Passwords have been the cornerstone of digital security since time immemorial. They are such a critical aspect of our security infrastructure and practices that we have an entire day, the first Thursday of May, dedicated to raising awareness about the importance of setting strong passwords and maintaining good online security habits. Unfortunately, passwords are also considered to be one of the biggest security weak links. A recent report by Verizon found that compromised passwords are involved in 81% of all data breaches. As cyberattacks and criminals become increasingly sophisticated with each passing day, adopting the latest technological developments to hone their skills, and the need for stronger and more secure authentication methods have become imperative.
Enter passwordless authentication, a new way to authenticate users without the need to enter passwords every time.
Why do we need passwordless authentication?
In a password-based authentication process, regardless of whether multi-factor authentication (MFA) has been adopted, the first step involves the user entering their username and password, which serves as proof of their identity.
However, this process has two major disadvantages. The first problem arises when users choose weak and predictable passwords. Weak passwords can be easily guessed, stolen, or hacked, leaving sensitive data vulnerable to cybercriminals. More than 24 billion login credentials are already available in the public domain, according to research by Digital Shadows. Password reuse is also a common problem, as users often use the same password for multiple accounts. This makes it very easy for cybercriminals to gain access to multiple accounts with just one stolen password.
The second problem arises when even after choosing strong passwords, users fail to remember them.

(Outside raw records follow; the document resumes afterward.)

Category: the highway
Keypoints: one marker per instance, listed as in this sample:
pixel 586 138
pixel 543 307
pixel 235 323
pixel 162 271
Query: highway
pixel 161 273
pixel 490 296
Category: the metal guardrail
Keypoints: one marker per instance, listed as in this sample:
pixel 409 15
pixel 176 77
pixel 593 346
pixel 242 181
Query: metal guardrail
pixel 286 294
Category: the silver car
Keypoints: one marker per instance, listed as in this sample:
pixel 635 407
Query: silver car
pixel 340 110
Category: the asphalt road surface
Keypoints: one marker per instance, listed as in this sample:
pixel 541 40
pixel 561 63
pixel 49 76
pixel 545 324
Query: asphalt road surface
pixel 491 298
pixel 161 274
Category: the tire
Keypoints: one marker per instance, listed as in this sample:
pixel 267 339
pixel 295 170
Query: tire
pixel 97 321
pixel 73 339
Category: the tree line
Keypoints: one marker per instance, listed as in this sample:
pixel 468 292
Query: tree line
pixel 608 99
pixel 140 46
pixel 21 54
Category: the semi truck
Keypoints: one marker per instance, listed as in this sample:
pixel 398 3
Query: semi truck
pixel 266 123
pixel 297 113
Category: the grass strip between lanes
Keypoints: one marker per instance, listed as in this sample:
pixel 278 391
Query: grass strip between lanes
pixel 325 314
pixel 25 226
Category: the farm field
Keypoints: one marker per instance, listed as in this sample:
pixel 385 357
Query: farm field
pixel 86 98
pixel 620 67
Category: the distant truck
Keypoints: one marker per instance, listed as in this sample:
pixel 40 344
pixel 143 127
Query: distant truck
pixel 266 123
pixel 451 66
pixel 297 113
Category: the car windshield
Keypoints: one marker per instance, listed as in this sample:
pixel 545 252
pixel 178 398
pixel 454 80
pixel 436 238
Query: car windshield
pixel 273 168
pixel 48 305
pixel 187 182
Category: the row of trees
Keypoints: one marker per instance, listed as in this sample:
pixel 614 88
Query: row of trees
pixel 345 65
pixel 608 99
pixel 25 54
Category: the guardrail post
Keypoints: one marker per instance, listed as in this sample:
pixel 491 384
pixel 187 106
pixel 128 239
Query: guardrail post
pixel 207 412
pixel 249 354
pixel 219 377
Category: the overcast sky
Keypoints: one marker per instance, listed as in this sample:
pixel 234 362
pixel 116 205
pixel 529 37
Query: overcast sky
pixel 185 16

Having to constantly reset passwords can quickly lead to frustration which can then make people careless about where they store their passwords. You’d be surprised at how fast an annoyed user can abandon security for the sake of convenience and store their passwords in an Excel sheet! This frustration and carelessness can then bring us back to square one, where users set easy and predictable passwords just so that they don’t forget them easily.
Coming back to multi-factor authentication, although it certainly helps to have an additional layer of security, MFA adoption rates have been abysmally low. Microsoft engineers reportedly said that 99.9% of the compromised accounts they track every month don’t use MFA. More importantly, MFA is also not immune to cyberattacks as hackers have discovered multiple ways, such as MFA bombing and man-in-the-middle attacks, to capture MFA details, such as any one-time passwords (OTPs) sent during the validation process. According to a recent study by SecureAuth, security experts are also worried about the risks associated with traditional MFA, with 55% reporting that relying on OTPs using texts and phone calls leaves them open to cyberattacks.

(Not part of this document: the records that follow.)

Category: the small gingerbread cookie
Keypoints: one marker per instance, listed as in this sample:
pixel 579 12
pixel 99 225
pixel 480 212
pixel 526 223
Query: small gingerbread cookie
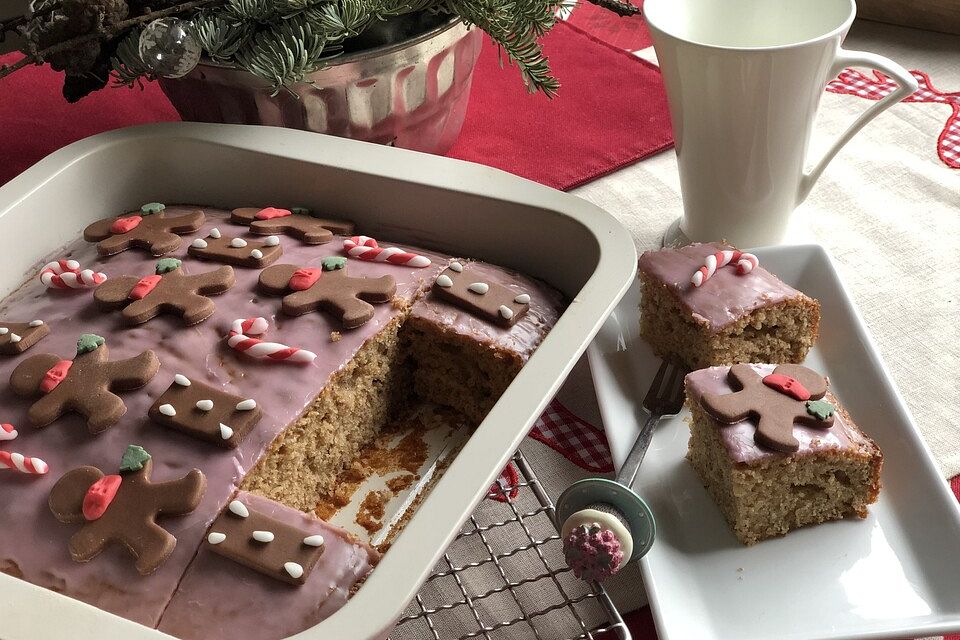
pixel 124 508
pixel 205 412
pixel 84 385
pixel 252 254
pixel 301 224
pixel 150 228
pixel 488 300
pixel 17 337
pixel 790 395
pixel 264 544
pixel 327 288
pixel 169 290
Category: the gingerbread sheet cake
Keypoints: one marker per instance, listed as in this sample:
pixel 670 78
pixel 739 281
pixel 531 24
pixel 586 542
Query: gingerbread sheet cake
pixel 170 346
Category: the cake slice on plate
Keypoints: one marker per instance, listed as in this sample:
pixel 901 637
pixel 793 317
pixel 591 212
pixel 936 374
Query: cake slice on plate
pixel 776 450
pixel 702 311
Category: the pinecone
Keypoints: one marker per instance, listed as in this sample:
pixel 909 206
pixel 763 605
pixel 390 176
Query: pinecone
pixel 76 18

Removing the password barrier
These challenges can be eliminated with the adoption of passwordless authentication methods. In addition to providing a more convenient and user-friendly authentication experience, passwordless login methods also significantly reduce the risk of cybercrimes and data breaches.
These new authentication methods use alternative forms of identification, such as biometrics, hardware tokens, and passkeys. Biometric authentication uses unique physical characteristics such as fingerprints, or facial recognition to authenticate users. Hardware tokens are physical devices that generate one-time passwords (OTPs) or cryptographically signed messages. Passkeys, also known as FIDO2 keys, are small USB or NFC devices that allow users to authenticate without the need for a password.

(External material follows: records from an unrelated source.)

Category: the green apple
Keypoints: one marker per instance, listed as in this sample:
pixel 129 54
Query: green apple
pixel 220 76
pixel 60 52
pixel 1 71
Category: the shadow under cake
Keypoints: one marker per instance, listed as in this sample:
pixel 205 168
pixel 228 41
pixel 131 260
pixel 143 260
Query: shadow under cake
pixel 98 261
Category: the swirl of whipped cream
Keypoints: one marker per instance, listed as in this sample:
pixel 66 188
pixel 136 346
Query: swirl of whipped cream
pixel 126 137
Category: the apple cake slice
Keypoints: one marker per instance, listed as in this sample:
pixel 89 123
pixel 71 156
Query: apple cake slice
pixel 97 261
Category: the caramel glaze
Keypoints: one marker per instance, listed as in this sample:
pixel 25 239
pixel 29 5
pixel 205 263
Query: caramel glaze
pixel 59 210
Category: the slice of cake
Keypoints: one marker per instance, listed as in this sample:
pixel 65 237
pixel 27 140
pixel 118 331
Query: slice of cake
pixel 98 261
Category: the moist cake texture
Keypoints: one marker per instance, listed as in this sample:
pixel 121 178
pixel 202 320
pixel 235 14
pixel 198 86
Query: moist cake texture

The Fast Identity Online (FIDO) alliance is an open industry association that was established to develop and promote awareness about authentication standards that help reduce the world’s over-reliance on passwords. The alliance has developed a global authentication standard known as FIDO authentication, which forms the foundation for passkeys. The unique selling proposition of passkeys is that they are strong, phishing-resistant, and are designed so that there are no shared secrets. Passkeys are essentially a pair of cryptographic keys—a public key and a private key—generated by the user’s authorized device.
Any application or website that the user wants to log into stores a copy of the user’s public key when they log in, but the private key is stored only on the authorized device. After this device validates the user’s identity, usually with the help of biometric authentication tools, the two keys come together to grant access to the desired destination.
The security advantages of adopting passkeys are multifold. Passkeys cannot be guessed or shared between users as they are a unique combination of cryptographic keys. Further, they are resistant to phishing attempts because they’re unique to each site or app that the user wants to access. As a result, they won’t work on fake or look-alike sites and applications. To top it off, all these capabilities also mean that passkeys cannot be stolen by hacking into a company’s server or database.
It is not surprising then that many tech companies are now deliberating making passkeys available to their users. Apple has made passkeys available to its iOS 16 users for a while now, and Google just took its step into the passwordless future by announcing that its users can now use passkeys to log in to their Google accounts across all platforms.
Making the transition to a passwordless world
The choice to adopt passwordless authentication depends upon the needs of the organization. It’s not a one-size-fits-all solution that can be quickly implemented without much forethought. It depends upon the IT security strategy, needs, and budget of an organization and requires a detailed plan before implementation.
While it may seem like a daunting task, it can be executed smoothly with the right approach. Here are a few suggestions to make the transition easier:
1. Start small: Begin with a pilot program to test the new authentication method before rolling it out to the entire organization.
2. Educate your users: Provide training and resources to help employees understand the benefits and proper usage of the new authentication method.
3. Use a phased approach: Roll out the new authentication method in phases, starting with low-risk applications and select departments and gradually moving to higher-risk ones.
4. Offer continuous support: Provide support and resources to those who might need assistance with the new authentication method.
5. Monitor and evaluate: Continuously monitor and evaluate the new authentication method to ensure it is effective and meets the needs of the organization.
Any change or modernization is met with apprehension and resistance in the beginning, but don’t let it deter your efforts. While passwords may have been the default go-to until now, the rate of data breaches we’re witnessing and the rapid pace of advancements in cybersecurity threats mean that organizations need to adopt more secure authentication practices quickly. Whether or not passkeys truly take over for passwords is yet to be seen, but organizations need to prepare themselves for a future when passwords become obsolete and passwordless authentication is the order of the day.